Defence lawyers attempted to characterise the behaviour as street harassment warranting a reduced penalty, but judges determined the physical contact represented a clear breach of sexual integrity laws.
“There was therefore an act of sexual assault, insofar as the action describes contact of a sexual nature and tone that the victim had no obligation to endure, with clearly sexual content and an infringement upon the victim by reducing her to an object,” the court stated.
The perpetrator received a fine exceeding £1,280—matching the original conviction—establishing that unwanted physical contact of a sexual nature meets the legal threshold for assault regardless of whether penetration or more severe actions occurred.
The ruling reflects Spain’s strengthened consent framework implemented in 2022, which made explicit consent mandatory for sexual acts following sustained pressure from survivors and women’s rights organisations.
The legislative reforms gained global prominence during the 2023 Women’s World Cup final celebrations, when Luis Rubiales, then Spanish Football Federation president, kissed forward Jenni Hermoso on the lips without warning during Sydney’s medal ceremony.
A Spanish court convicted Rubiales of sexual assault in 2025, imposing a £10,800 fine and prohibiting him from approaching within 200 metres of Hermoso for twelve months alongside a year-long contact ban.
Judge José Manuel Clemente Fernández-Prieto determined Rubiales “grabbed the player’s head with both hands and, then, in a sudden manner and without her consent and acceptance, kissed her on the lips.”

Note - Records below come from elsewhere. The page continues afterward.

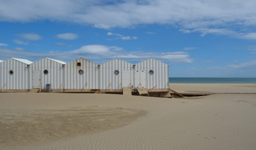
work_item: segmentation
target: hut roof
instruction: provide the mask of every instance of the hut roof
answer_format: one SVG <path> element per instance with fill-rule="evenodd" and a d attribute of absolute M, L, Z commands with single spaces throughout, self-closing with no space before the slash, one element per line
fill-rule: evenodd
<path fill-rule="evenodd" d="M 59 61 L 59 60 L 49 58 L 47 58 L 47 59 L 50 59 L 50 60 L 56 61 L 56 62 L 59 62 L 59 63 L 62 64 L 66 64 L 65 62 L 62 61 Z"/>
<path fill-rule="evenodd" d="M 123 61 L 123 60 L 120 59 L 119 59 L 119 58 L 113 59 L 111 59 L 111 60 L 110 60 L 110 61 L 107 61 L 107 62 L 104 62 L 104 63 L 103 63 L 103 64 L 106 64 L 106 63 L 107 63 L 107 62 L 110 62 L 110 61 L 113 61 L 113 60 L 115 60 L 115 59 L 120 60 L 120 61 L 123 61 L 123 62 L 127 62 L 127 63 L 128 63 L 128 64 L 130 64 L 131 65 L 133 65 L 132 64 L 130 63 L 129 62 Z"/>
<path fill-rule="evenodd" d="M 33 63 L 32 61 L 29 61 L 29 60 L 26 59 L 14 58 L 12 58 L 12 59 L 14 59 L 14 60 L 16 60 L 16 61 L 20 61 L 20 62 L 23 62 L 23 63 L 24 63 L 24 64 L 28 64 L 28 65 L 29 65 L 29 64 L 31 64 Z"/>
<path fill-rule="evenodd" d="M 160 62 L 161 63 L 163 63 L 163 64 L 166 64 L 166 65 L 169 66 L 168 64 L 166 64 L 166 63 L 165 63 L 165 62 L 161 62 L 161 61 L 158 61 L 158 60 L 156 60 L 156 59 L 153 59 L 153 58 L 149 58 L 149 59 L 146 59 L 146 60 L 145 60 L 145 61 L 143 61 L 140 62 L 138 62 L 138 63 L 137 63 L 137 64 L 140 64 L 140 63 L 142 63 L 143 62 L 146 61 L 147 60 L 151 60 L 151 59 L 155 60 L 155 61 L 159 61 L 159 62 Z"/>

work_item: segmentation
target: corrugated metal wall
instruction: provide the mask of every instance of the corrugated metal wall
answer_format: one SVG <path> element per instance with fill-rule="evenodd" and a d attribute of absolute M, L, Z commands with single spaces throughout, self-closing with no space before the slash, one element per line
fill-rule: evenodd
<path fill-rule="evenodd" d="M 46 84 L 51 84 L 51 89 L 61 89 L 64 78 L 64 68 L 62 64 L 45 58 L 31 64 L 30 68 L 30 89 L 33 88 L 32 72 L 33 70 L 41 71 L 42 89 L 46 88 Z M 48 74 L 44 74 L 44 70 L 48 71 Z"/>
<path fill-rule="evenodd" d="M 28 89 L 29 84 L 29 68 L 26 64 L 10 58 L 0 63 L 0 87 L 5 89 Z M 10 75 L 9 71 L 14 74 Z"/>
<path fill-rule="evenodd" d="M 155 86 L 157 86 L 156 89 L 168 89 L 167 83 L 169 82 L 169 66 L 168 64 L 150 58 L 136 64 L 135 71 L 136 70 L 145 71 L 146 89 L 151 89 Z M 150 74 L 150 70 L 154 71 L 153 74 Z"/>
<path fill-rule="evenodd" d="M 77 66 L 77 62 L 81 62 L 81 66 Z M 12 69 L 13 75 L 9 74 Z M 44 70 L 48 71 L 44 74 Z M 79 70 L 84 71 L 83 74 L 78 73 Z M 150 89 L 157 86 L 156 89 L 168 89 L 168 65 L 150 58 L 135 65 L 119 59 L 115 59 L 100 65 L 89 61 L 83 58 L 67 63 L 64 67 L 63 64 L 47 58 L 36 61 L 28 67 L 21 62 L 10 58 L 0 62 L 0 88 L 3 88 L 7 82 L 6 89 L 28 89 L 33 88 L 32 72 L 33 70 L 40 70 L 42 89 L 46 89 L 46 84 L 51 84 L 52 89 L 61 89 L 64 82 L 64 89 L 121 89 L 122 78 L 130 78 L 131 84 L 135 88 L 135 71 L 145 71 L 145 88 Z M 119 71 L 118 74 L 115 71 Z M 153 70 L 154 73 L 150 74 L 149 71 Z M 130 73 L 129 76 L 123 76 Z M 127 82 L 127 79 L 126 79 Z M 144 85 L 143 86 L 144 86 Z"/>
<path fill-rule="evenodd" d="M 100 89 L 121 89 L 122 82 L 122 71 L 130 70 L 131 81 L 133 78 L 133 64 L 119 59 L 115 59 L 100 65 Z M 119 71 L 118 74 L 115 71 Z"/>
<path fill-rule="evenodd" d="M 81 62 L 81 66 L 77 66 Z M 79 74 L 79 70 L 84 73 Z M 65 65 L 64 89 L 99 89 L 98 64 L 83 58 L 69 62 Z"/>

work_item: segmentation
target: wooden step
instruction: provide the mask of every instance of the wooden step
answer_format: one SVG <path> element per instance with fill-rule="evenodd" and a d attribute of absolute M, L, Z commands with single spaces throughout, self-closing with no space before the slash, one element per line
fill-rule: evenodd
<path fill-rule="evenodd" d="M 131 89 L 130 88 L 123 88 L 123 95 L 131 95 Z"/>
<path fill-rule="evenodd" d="M 148 91 L 145 88 L 138 88 L 137 89 L 138 92 L 139 92 L 140 96 L 141 94 L 147 94 L 148 96 L 150 95 L 148 94 Z"/>

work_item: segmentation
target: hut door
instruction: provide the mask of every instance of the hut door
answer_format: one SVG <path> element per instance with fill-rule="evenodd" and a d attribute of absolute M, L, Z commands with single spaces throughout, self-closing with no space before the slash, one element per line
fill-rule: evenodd
<path fill-rule="evenodd" d="M 122 84 L 123 87 L 131 87 L 131 71 L 122 71 Z"/>
<path fill-rule="evenodd" d="M 36 70 L 32 72 L 32 86 L 33 89 L 40 88 L 41 71 Z"/>
<path fill-rule="evenodd" d="M 135 71 L 135 86 L 136 88 L 145 88 L 146 73 L 145 71 Z"/>
<path fill-rule="evenodd" d="M 140 71 L 140 82 L 141 83 L 141 88 L 146 88 L 146 73 L 145 71 Z"/>

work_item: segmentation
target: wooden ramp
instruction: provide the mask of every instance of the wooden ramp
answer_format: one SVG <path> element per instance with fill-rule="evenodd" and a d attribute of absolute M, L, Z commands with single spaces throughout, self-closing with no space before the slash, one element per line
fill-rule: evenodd
<path fill-rule="evenodd" d="M 32 89 L 29 90 L 29 92 L 38 92 L 39 89 Z"/>
<path fill-rule="evenodd" d="M 138 90 L 138 92 L 139 92 L 140 96 L 141 96 L 141 94 L 147 94 L 148 96 L 150 96 L 148 94 L 148 91 L 146 89 L 139 88 L 139 89 L 137 89 L 137 90 Z"/>
<path fill-rule="evenodd" d="M 123 88 L 123 95 L 131 95 L 131 88 Z"/>

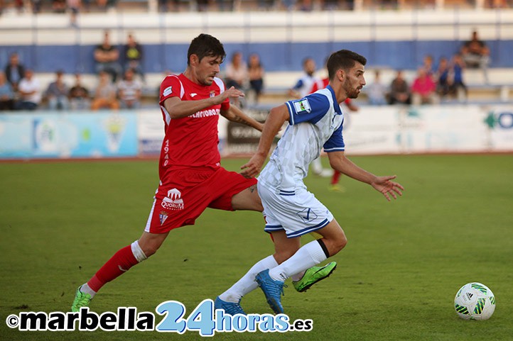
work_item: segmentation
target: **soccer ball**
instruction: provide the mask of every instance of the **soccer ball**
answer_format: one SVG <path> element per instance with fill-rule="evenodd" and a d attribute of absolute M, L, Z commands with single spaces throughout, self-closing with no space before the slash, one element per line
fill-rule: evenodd
<path fill-rule="evenodd" d="M 456 294 L 454 308 L 463 320 L 487 320 L 495 311 L 495 296 L 480 283 L 468 283 Z"/>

The verdict noted Rubiales had celebrated differently with other players—through hugging or cheek-kissing—undermining his claim the kiss was spontaneous and consensual. “This action of kissing a woman on the lips has a clear sexual connotation and is not the way people greet those with whom they are not in an emotional relationship,” the judge stated.
Rubiales maintained the kiss was consensual, telling the Madrid court: “I am absolutely sure that she gave me her permission. In that moment, it was something completely spontaneous.”
However, Fernández-Prieto accepted Hermoso’s testimony that she never agreed to the act, noting their previously positive professional relationship meant she had no motivation to fabricate allegations.
Hermoso described how the incident and subsequent backlash devastated her life. “I’m a world champion but it seems that even to this day my life has been on standby. I honestly haven’t been able to live freely,” she stated.